SUPREME COURT PROVIDES MORE TIME FOR A PLAINTIFF TO BRING RACE DISCRIMINATION CLAIMS UNDER § 1981
The U.S. Supreme Court today announced that race discrimination claims arising under 42 U.S.C. § 1981 (“§ 1981”), as amended by the Civil Rights Act of 1991, are governed by the four (4) year statute of limitations contained in the federal “catch all” statute, 28 U.S.C. § 1658, rather than the applicable state statute of limitations.

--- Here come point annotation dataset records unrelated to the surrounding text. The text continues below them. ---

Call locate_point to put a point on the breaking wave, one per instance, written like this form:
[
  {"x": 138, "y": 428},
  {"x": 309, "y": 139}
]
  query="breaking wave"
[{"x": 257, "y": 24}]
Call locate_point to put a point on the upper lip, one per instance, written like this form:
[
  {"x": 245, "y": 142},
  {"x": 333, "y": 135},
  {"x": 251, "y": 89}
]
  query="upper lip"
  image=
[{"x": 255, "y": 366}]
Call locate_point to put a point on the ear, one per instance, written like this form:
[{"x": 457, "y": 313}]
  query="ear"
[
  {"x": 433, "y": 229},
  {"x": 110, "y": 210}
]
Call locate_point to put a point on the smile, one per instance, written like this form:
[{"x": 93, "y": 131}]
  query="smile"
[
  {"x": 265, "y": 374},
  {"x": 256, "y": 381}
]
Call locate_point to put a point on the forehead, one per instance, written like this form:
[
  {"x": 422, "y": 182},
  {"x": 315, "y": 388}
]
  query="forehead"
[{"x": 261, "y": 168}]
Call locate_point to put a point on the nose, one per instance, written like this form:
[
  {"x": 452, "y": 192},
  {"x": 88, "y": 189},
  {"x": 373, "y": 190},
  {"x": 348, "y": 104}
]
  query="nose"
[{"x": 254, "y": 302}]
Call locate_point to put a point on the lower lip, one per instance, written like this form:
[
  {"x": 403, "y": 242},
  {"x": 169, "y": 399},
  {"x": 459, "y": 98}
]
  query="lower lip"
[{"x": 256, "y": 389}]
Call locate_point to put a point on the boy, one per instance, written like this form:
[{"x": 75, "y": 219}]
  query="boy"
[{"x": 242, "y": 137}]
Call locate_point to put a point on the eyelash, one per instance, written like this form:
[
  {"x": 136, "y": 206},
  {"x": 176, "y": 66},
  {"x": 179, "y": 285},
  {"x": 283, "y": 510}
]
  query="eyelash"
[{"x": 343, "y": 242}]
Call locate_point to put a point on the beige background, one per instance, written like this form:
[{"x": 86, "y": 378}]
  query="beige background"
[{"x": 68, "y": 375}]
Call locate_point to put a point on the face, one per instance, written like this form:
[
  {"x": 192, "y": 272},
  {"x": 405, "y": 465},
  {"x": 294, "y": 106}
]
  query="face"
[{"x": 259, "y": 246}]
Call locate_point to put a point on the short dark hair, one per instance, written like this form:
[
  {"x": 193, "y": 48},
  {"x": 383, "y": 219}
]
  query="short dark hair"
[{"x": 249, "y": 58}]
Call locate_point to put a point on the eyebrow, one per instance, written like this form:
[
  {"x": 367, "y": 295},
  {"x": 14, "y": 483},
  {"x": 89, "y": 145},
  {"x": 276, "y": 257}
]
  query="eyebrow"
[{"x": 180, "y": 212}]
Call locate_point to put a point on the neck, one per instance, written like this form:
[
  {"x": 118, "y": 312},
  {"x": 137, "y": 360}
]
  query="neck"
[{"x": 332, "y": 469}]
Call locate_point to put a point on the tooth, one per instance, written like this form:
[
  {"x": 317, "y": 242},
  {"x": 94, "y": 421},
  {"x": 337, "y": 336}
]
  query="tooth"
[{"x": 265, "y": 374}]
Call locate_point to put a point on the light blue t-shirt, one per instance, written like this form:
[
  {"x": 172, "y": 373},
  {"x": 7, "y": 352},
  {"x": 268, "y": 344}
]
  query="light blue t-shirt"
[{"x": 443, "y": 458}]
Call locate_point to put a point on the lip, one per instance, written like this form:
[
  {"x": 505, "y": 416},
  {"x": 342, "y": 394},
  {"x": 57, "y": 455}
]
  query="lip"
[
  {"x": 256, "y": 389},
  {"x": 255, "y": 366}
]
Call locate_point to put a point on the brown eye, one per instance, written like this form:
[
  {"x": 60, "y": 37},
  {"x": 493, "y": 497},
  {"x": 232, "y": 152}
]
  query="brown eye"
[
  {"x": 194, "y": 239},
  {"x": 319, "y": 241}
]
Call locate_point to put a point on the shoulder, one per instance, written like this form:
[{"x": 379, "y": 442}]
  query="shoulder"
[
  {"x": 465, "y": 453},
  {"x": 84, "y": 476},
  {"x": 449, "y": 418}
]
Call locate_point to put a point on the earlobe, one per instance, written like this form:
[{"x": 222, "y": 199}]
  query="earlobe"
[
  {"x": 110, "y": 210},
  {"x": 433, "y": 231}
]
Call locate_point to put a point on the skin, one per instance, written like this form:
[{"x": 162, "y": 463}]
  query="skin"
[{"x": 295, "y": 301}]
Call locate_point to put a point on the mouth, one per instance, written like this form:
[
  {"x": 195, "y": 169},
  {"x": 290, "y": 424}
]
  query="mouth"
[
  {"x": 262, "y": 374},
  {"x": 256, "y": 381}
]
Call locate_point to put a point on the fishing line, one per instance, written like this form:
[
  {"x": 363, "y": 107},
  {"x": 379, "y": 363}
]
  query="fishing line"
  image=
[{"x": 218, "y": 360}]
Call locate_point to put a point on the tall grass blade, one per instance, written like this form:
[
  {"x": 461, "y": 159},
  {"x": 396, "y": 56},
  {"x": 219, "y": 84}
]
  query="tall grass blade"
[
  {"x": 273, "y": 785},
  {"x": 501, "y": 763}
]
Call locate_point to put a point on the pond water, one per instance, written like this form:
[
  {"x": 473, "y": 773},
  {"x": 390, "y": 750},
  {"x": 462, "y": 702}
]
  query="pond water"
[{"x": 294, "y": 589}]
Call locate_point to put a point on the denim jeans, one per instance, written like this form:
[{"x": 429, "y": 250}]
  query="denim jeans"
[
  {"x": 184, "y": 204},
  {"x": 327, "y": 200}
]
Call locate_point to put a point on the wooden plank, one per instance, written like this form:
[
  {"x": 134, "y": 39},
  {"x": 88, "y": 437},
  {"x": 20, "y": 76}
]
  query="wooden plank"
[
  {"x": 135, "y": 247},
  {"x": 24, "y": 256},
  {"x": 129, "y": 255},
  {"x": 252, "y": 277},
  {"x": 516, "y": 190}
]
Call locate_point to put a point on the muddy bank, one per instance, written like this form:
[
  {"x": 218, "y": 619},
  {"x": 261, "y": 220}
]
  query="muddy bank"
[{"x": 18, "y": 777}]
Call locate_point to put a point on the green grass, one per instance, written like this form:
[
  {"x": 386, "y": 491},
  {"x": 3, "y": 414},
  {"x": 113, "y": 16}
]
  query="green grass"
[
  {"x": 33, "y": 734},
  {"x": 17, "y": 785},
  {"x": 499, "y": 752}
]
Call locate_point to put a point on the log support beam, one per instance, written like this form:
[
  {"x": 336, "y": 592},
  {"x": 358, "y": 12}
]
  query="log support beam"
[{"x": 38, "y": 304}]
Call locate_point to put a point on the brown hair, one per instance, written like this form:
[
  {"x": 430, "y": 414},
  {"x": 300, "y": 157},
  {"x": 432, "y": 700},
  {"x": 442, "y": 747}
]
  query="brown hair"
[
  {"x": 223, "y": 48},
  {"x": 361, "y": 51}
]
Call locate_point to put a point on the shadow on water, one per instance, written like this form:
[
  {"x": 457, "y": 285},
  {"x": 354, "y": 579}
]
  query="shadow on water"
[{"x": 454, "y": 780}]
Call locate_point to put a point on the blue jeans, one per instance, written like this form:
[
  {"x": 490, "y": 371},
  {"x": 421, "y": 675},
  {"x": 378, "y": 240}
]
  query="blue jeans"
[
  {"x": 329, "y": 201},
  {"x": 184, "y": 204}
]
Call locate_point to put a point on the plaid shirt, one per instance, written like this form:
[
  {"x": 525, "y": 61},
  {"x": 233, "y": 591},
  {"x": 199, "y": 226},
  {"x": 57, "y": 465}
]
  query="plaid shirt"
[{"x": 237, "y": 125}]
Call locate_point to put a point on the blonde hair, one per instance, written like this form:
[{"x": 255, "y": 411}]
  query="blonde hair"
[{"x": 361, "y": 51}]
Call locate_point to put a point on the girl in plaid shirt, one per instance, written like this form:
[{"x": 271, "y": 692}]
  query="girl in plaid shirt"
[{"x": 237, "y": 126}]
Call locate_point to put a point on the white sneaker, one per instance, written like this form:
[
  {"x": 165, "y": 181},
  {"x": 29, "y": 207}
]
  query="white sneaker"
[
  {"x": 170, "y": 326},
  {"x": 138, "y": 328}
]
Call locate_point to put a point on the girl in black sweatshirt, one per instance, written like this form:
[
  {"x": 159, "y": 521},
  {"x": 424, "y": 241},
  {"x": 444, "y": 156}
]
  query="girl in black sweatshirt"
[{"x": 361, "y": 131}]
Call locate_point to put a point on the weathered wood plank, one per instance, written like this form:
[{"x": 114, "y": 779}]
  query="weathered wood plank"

The protections of 42 U.S.C. § 1981 were originally enacted by the Civil Rights Act of 1866 to ensure that “all persons . . . shall have the same right in every State and Territory to make and enforce contracts . . . as is enjoyed by white citizens”. In 1991, Congress amended the statute to define the term “make and enforce contracts” to include the “termination of contracts and the enjoyment of all benefits, privileges, terms, and conditions of the contractual relationship”. Thus, any harassing conduct that occurs after the formation of a contract, including employment contracts, is subject to a cause of action under § 1981, as well as Title VII of the Civil Rights Act of 1964. Section 1981 applies to both public and private sector employers. More importantly, § 1981 is not subject to the caps on compensatory and punitive damages or the administrative charge requirements placed on Title VII race discrimination claims. It is also generally accepted that at-will employment creates a relationship sufficient to file suit under § 1981. The Ninth Circuit, however, has not definitively addressed this issue.
In the case considered by the Supreme Court, Edith Jones, and several other former employees of R.R. Donnelley & Sons, filed a class action suit alleging that they were subjected to a racially hostile work environment, given an inferior employee status, and wrongfully terminated, in violation of § 1981. The suit was filed more than two years, but less than four years, after the date of termination. The employer argued that the claim was barred by the Illinois two year statute of limitations. The District Court disagreed, finding that the “catch all” statute, which provides that any “civil action arising under an Act of Congress enacted after [December 1, 1990] may not be commenced later than 4 years after the cause of action accrues”, applied. The Seventh Circuit reversed, finding that the Civil Rights Act of 1991 merely amended Section 1981, and thus the original Act was enacted prior to the “catch all” statute. The U.S. Supreme Court determined that Congress’ intent in drafting the “catch all” statute was to eliminate the uncertainty caused by borrowing state statutes of limitation, and that purpose would not be served if the federal “catch all” statute was applied only to new Acts of Congress. The Court held that the plaintiffs’ claims arose under the Civil Rights Act of 1991 amendments to § 1981, and thus the four year statute of limitations applied.
This decision is important to employers in that it provides employees and former employees with far more time to pursue a race discrimination claims under § 1981 and thereby avoid the damage caps and administrative charge requirements associated with similar Title VII claims.
Jones v. R.R. Donnelley & Sons Co., 514 U.S. ---, No. 02-1205 (May 3, 2004 ).